Is there any way Zelensky would acquiesce to his own defenestration? He told reporters last week that he would be willing to step down in exchange for Nato membership. That was hardly realistic – but the principle is noble. He has shown himself willing resign for the good of his country.

For all of Europe’s bold talk of stepping up to fill America’s absent place as the arsenal of democracy and leader of the free world, the proposals thrashed out last week by Sir Keir Starmer, Emmanuel Macron and Zelensky last week in London will be presented not directly to Putin but to Washington. 
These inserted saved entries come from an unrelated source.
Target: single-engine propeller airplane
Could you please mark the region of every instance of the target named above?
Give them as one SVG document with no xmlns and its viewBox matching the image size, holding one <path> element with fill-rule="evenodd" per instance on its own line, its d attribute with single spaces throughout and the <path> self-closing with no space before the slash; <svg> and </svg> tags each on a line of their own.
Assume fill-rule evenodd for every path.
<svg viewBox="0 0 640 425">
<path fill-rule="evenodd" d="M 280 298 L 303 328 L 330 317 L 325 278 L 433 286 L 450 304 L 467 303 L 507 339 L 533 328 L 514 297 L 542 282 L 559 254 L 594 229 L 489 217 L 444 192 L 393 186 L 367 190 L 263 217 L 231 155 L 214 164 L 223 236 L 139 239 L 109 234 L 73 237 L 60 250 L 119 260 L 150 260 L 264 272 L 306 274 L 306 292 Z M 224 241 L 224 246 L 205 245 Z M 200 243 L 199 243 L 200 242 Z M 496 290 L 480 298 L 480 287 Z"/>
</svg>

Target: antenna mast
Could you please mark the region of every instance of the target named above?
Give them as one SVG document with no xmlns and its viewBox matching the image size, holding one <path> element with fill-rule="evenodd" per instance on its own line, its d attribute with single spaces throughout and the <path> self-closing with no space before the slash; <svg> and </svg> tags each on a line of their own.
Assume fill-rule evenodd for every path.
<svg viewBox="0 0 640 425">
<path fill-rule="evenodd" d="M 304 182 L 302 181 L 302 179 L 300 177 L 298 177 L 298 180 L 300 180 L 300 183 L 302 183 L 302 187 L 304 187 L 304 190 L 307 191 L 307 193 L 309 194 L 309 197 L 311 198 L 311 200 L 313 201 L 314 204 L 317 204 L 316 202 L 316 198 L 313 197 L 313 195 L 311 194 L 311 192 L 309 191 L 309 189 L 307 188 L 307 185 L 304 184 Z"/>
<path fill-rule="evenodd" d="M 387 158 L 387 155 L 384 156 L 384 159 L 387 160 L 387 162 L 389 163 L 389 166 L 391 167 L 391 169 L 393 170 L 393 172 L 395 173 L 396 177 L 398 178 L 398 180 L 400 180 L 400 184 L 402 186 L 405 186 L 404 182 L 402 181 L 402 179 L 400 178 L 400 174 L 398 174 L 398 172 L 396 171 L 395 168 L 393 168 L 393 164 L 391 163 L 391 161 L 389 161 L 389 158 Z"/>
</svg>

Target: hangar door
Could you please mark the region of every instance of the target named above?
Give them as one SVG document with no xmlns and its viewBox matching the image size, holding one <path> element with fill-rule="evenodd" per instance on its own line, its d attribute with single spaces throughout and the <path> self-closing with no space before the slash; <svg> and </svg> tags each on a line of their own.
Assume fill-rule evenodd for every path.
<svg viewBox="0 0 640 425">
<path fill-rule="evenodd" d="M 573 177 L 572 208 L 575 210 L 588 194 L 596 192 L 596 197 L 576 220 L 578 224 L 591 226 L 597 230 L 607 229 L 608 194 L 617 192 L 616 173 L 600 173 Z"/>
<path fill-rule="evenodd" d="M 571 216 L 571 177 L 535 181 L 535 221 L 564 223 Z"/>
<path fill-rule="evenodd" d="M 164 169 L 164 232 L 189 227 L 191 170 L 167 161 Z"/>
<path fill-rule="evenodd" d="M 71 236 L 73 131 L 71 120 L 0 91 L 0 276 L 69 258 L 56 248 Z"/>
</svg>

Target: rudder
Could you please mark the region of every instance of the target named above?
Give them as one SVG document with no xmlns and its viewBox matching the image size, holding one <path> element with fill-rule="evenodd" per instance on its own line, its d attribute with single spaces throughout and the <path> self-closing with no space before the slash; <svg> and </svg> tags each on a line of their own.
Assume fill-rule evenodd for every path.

And the £672.82 billion for defence that Brussels has announced are magicked out of thin air and wholly based on raising new debt.  

Ultimately, Trump is running this show. Zelensky needs to make one fundamental choice – whether a Trump-brokered ceasefire will be good for his country or not, and whether he will support or oppose it. In other words, is he part of the problem or part of the solution?